Chris Anderson has a passion to transform TED from a conference celebrating Ideas Worth Spreading into a movement that will change the world. And to do that, Chris argues, you have to involve corporations in the conversation. They have the power and the reach to make a real difference. This year saw a new 'species' of TED speaker - corporate executives (none from companies that were sponsors, by the way).
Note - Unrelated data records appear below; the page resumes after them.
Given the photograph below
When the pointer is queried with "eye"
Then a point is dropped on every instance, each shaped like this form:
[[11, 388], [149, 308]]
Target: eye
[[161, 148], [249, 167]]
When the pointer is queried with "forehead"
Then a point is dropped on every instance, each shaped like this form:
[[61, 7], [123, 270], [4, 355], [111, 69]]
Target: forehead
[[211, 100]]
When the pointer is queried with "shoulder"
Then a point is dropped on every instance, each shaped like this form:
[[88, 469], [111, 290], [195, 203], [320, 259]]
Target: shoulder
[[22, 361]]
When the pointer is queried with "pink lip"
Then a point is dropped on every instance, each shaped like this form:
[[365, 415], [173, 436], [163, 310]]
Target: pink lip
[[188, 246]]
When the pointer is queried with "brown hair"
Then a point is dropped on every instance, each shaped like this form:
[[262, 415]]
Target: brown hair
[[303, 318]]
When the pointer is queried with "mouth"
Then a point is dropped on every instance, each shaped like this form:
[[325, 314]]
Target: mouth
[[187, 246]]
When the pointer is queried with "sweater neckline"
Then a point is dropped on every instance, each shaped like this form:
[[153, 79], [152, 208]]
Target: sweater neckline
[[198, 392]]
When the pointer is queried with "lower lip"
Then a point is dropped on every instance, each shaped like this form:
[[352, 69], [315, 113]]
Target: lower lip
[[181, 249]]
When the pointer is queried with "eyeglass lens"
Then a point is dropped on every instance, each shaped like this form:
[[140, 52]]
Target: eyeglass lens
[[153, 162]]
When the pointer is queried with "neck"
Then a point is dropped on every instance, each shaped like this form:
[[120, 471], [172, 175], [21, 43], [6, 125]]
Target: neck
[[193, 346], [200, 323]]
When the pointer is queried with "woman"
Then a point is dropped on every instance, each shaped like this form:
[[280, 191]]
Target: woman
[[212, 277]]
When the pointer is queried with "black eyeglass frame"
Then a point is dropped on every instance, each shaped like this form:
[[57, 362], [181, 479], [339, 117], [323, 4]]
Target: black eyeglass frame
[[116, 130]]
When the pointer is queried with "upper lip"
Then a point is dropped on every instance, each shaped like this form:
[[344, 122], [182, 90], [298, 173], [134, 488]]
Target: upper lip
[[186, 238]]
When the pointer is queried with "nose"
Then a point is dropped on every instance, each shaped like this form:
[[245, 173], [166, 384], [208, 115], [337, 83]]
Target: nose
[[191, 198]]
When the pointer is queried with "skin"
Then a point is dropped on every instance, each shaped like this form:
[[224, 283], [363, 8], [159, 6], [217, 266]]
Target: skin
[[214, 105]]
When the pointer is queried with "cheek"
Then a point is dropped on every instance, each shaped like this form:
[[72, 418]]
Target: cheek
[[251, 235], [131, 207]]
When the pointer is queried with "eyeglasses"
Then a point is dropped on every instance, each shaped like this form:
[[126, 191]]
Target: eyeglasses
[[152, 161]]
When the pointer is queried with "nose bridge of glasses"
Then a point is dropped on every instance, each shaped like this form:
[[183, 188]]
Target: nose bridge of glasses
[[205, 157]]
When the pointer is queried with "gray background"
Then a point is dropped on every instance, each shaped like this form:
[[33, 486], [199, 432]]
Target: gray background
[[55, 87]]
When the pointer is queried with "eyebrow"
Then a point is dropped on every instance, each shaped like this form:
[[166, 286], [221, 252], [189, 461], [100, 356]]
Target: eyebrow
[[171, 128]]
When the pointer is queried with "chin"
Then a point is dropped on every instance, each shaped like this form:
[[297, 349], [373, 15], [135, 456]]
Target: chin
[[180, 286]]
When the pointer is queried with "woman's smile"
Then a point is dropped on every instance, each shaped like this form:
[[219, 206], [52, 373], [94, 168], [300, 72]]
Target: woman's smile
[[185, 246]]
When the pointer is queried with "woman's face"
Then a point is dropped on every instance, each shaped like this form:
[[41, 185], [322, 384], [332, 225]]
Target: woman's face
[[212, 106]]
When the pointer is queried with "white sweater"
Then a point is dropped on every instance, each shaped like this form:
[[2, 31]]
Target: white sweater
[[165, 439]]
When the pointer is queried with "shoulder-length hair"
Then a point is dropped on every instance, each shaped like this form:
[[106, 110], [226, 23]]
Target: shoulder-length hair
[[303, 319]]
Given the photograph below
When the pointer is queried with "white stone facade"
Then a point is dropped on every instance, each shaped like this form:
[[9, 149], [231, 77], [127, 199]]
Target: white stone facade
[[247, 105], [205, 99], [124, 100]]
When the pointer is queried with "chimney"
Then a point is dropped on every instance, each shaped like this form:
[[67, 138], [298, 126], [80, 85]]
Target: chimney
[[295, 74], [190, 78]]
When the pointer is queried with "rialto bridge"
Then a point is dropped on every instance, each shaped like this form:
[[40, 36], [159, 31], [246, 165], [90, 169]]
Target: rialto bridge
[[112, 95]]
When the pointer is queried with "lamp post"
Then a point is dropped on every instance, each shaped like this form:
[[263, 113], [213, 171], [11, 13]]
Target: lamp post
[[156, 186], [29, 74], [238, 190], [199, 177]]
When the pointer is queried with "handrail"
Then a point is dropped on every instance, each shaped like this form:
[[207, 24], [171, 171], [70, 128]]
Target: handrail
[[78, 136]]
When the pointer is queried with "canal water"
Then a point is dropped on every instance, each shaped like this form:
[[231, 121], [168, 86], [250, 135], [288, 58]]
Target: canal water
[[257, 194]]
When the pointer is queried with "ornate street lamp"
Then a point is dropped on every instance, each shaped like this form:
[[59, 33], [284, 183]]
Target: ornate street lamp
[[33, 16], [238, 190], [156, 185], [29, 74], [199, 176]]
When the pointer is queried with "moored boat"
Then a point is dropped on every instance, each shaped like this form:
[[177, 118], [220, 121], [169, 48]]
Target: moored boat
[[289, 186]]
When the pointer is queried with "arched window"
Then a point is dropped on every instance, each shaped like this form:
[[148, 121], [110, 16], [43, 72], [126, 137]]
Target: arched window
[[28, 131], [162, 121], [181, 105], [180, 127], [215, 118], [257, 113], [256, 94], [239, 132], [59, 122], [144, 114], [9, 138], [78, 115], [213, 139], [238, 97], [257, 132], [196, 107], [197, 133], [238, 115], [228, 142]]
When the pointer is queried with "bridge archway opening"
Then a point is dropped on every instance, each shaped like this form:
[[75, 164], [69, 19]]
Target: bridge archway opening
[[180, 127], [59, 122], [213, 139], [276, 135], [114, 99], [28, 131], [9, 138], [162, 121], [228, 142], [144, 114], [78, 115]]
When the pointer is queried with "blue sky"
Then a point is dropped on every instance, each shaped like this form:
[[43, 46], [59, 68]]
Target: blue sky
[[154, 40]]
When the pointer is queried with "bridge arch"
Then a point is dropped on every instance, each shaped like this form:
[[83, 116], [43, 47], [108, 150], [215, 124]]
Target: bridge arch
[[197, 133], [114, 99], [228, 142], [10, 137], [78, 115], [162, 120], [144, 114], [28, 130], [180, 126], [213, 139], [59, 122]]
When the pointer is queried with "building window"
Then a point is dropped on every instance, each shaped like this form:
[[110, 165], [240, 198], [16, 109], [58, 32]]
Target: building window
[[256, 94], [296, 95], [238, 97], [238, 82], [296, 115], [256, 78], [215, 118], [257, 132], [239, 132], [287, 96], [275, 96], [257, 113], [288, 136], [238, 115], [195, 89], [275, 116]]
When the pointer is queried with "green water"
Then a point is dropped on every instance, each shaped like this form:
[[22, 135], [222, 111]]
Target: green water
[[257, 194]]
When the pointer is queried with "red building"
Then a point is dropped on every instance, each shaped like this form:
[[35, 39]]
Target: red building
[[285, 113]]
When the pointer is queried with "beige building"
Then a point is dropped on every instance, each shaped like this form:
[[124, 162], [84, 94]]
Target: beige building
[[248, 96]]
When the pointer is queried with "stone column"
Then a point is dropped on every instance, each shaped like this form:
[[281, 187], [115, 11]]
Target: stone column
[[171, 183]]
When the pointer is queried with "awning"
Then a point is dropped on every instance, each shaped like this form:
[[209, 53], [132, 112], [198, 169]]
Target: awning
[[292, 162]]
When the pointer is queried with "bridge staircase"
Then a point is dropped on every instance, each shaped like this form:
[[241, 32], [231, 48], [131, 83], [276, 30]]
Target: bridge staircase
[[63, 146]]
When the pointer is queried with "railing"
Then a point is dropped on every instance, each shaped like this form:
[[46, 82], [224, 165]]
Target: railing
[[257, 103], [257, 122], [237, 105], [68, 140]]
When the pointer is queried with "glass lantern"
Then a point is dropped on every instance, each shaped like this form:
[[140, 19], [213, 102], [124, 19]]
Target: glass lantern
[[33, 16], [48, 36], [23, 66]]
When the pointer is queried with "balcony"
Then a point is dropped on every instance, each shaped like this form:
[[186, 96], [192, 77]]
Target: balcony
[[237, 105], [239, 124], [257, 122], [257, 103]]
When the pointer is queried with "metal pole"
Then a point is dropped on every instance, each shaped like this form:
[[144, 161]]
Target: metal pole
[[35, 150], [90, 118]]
Bill Ford, Executive Chair of Ford Motor Co., talked of his long-time commitment to the environment and the imperative to build cars that are affordable, financially, environmentally and socially. The number of cars is forecast to grow from 800M today to 4B by 2050. But 4B cars are still 4B cars, and a green traffic jam is still a traffic jam. Although Ford made a fleeting acknowledgement of public transportation and car sharing (initiatives that would reduce the number of cars), mainly he advocated that cars simply needed to get smart, which would allow more cars on existing road infrastructure. In my opinion, there is a major power struggle coming here: clearly both cars and roads are going to have to get smarter, but where will the control be? Ford obviously wants it in the car; many of us would want it to be in the roads.
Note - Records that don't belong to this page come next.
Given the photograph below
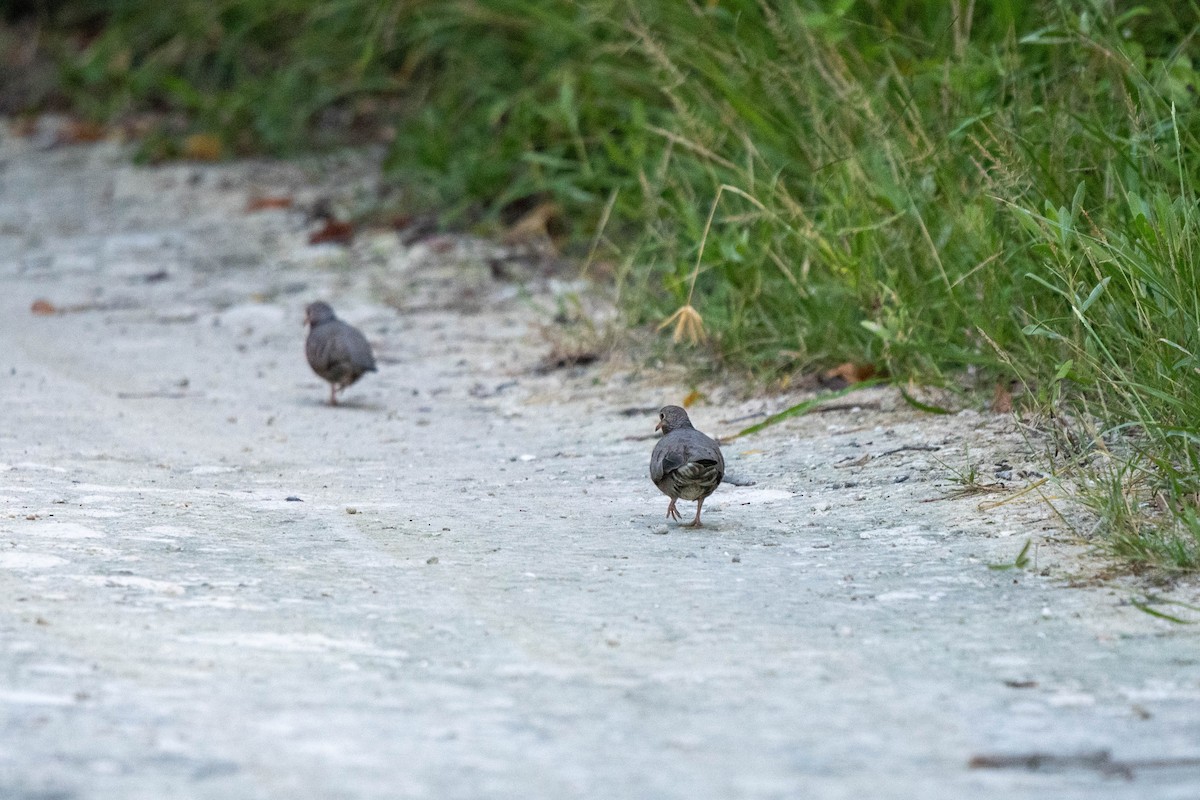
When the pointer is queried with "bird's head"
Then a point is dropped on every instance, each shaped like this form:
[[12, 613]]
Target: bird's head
[[318, 312], [672, 417]]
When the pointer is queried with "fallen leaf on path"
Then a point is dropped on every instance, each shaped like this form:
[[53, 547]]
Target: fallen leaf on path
[[849, 373], [268, 202], [81, 132], [337, 233], [1002, 400], [202, 146]]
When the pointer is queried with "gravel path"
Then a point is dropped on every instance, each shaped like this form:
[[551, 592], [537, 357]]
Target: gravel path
[[461, 583]]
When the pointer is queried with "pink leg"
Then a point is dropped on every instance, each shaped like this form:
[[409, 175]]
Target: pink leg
[[672, 512]]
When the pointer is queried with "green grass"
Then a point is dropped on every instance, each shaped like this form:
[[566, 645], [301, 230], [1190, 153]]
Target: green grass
[[936, 188]]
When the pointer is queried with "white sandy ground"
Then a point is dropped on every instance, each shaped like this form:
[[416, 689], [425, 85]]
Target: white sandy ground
[[505, 613]]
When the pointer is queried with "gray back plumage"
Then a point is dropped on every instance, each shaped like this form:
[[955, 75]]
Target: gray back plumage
[[336, 352], [685, 463]]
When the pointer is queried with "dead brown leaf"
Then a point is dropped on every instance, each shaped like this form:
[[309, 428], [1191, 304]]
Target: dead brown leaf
[[263, 203], [849, 373], [81, 132], [534, 226], [334, 232], [203, 146]]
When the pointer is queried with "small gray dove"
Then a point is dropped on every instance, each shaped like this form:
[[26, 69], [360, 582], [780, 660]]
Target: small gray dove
[[685, 463], [336, 352]]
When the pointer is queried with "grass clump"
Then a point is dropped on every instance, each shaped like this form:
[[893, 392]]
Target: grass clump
[[935, 188]]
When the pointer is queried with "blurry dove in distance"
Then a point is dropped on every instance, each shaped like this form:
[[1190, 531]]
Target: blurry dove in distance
[[685, 464], [336, 352]]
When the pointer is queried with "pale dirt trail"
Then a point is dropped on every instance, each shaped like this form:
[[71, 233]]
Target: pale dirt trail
[[502, 615]]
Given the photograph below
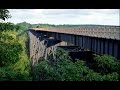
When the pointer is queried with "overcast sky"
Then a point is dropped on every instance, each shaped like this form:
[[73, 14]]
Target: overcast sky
[[66, 16]]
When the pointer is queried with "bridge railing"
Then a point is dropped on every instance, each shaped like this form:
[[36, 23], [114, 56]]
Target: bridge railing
[[102, 32]]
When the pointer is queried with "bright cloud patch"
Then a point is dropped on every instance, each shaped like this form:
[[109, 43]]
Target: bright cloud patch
[[66, 16]]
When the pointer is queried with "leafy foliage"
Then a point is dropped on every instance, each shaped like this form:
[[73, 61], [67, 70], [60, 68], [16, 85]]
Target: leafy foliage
[[4, 14], [65, 70], [14, 62], [106, 64]]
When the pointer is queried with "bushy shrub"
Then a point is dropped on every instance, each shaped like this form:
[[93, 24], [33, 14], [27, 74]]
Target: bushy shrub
[[66, 70]]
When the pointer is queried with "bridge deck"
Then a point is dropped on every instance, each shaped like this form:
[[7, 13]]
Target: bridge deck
[[109, 32]]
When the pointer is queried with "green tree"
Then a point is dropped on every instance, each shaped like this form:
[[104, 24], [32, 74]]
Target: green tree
[[4, 14]]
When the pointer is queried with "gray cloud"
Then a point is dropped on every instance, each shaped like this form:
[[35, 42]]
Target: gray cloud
[[66, 16]]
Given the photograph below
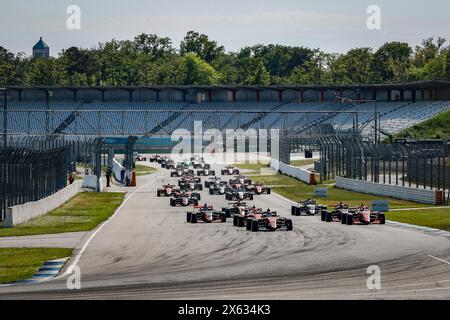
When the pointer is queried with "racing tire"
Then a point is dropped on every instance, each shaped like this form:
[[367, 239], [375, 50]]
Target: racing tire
[[249, 224], [349, 220], [289, 225], [255, 226]]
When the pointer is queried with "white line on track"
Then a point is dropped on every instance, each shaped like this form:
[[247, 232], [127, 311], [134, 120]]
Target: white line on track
[[441, 260]]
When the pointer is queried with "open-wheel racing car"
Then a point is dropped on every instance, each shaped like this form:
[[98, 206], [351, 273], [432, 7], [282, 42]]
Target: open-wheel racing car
[[335, 215], [180, 171], [269, 221], [191, 186], [230, 171], [308, 207], [167, 191], [218, 188], [259, 189], [238, 194], [363, 215], [236, 208], [206, 172], [185, 199], [205, 214]]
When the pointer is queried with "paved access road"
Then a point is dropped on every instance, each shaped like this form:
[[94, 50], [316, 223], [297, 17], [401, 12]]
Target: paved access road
[[148, 251]]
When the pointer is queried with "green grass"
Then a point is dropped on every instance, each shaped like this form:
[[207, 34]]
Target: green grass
[[84, 212], [301, 163], [296, 190], [437, 127], [254, 167], [143, 170], [20, 264], [435, 218]]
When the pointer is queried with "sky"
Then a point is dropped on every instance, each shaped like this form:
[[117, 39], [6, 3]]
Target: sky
[[331, 25]]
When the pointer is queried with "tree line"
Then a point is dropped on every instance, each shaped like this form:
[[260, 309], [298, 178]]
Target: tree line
[[152, 60]]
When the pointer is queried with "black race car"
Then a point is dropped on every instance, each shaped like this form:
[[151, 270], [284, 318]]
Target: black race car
[[205, 214], [230, 171], [268, 221], [238, 195], [309, 208], [185, 199]]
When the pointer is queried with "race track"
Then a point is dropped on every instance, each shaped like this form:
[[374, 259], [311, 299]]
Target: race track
[[148, 251]]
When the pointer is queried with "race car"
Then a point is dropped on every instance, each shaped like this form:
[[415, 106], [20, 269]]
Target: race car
[[218, 188], [240, 219], [238, 194], [185, 199], [230, 171], [180, 171], [155, 158], [308, 207], [141, 158], [363, 215], [205, 214], [212, 180], [188, 179], [237, 208], [335, 215], [168, 164], [240, 182], [191, 186], [259, 188], [270, 221], [206, 172], [167, 191]]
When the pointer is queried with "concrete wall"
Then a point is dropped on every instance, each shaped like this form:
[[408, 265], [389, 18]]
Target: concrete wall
[[392, 191], [295, 172], [27, 211]]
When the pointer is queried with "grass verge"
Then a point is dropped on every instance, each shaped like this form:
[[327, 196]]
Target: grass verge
[[296, 190], [84, 212], [435, 218], [143, 170], [21, 263]]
Indra Nooyi, Chair and CEo of Pepsico, was an engaging and sympathetic person on the stage. She is driving Pepsi to Performance with Purpose, maximizing human, environmental, and talent sustainability. She described the Pepsi Refresh Project, where people submitted worthy projects. Pepsi gave a total of $20M to the projects earning the most votes. It was nice that Pepsi funded 1000 different grantees, but the 'vote for donation' model is not new or interesting. And besides, the talk was littered with Pepsi logos, totally inappropriate for TED. This one also felt very commercial, even though there were no logos in it.
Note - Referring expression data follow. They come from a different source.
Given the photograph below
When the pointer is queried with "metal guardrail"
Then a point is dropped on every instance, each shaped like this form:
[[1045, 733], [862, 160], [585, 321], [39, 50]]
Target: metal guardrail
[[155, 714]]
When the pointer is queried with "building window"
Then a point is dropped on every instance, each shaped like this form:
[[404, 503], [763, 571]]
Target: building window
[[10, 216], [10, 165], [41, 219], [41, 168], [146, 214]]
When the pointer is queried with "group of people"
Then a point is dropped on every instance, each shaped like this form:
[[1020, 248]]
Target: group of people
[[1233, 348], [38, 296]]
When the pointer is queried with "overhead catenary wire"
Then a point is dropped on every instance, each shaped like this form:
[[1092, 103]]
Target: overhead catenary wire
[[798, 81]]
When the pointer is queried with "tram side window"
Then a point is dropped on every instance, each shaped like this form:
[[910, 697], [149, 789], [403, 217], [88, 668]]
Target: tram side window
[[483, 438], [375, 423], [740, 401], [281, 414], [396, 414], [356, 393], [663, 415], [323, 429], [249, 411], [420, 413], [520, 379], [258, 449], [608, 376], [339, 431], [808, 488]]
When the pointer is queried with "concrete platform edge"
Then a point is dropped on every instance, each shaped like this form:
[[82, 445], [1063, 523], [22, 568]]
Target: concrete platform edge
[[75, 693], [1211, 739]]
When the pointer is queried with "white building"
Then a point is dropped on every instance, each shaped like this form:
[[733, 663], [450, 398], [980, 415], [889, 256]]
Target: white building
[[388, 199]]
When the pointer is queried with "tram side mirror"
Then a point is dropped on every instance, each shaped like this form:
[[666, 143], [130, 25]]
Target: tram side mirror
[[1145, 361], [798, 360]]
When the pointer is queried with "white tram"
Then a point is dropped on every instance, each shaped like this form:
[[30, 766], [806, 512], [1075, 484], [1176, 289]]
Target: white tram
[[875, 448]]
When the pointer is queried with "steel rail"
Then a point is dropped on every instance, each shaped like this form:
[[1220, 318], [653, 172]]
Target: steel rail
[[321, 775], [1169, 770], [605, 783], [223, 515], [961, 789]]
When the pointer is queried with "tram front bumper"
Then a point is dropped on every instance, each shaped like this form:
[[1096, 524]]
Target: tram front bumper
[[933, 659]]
I do not consider the incursion of corporate executives to have been a great success at TED. I'm sure TEDsters will react in their usual forthright way to this experiment. There was an opportunity for people to deliver a 1 minute talk at the end of the conference, responding to one of talks they've heard. Two of these 1-minute talks expressed distaste for Ford and Nooyi! On the other hand, the TED team are fabulous at listening to and responding to criticism, so I wouldn't be surprised to see more corporate speakers next year - and for them to be better.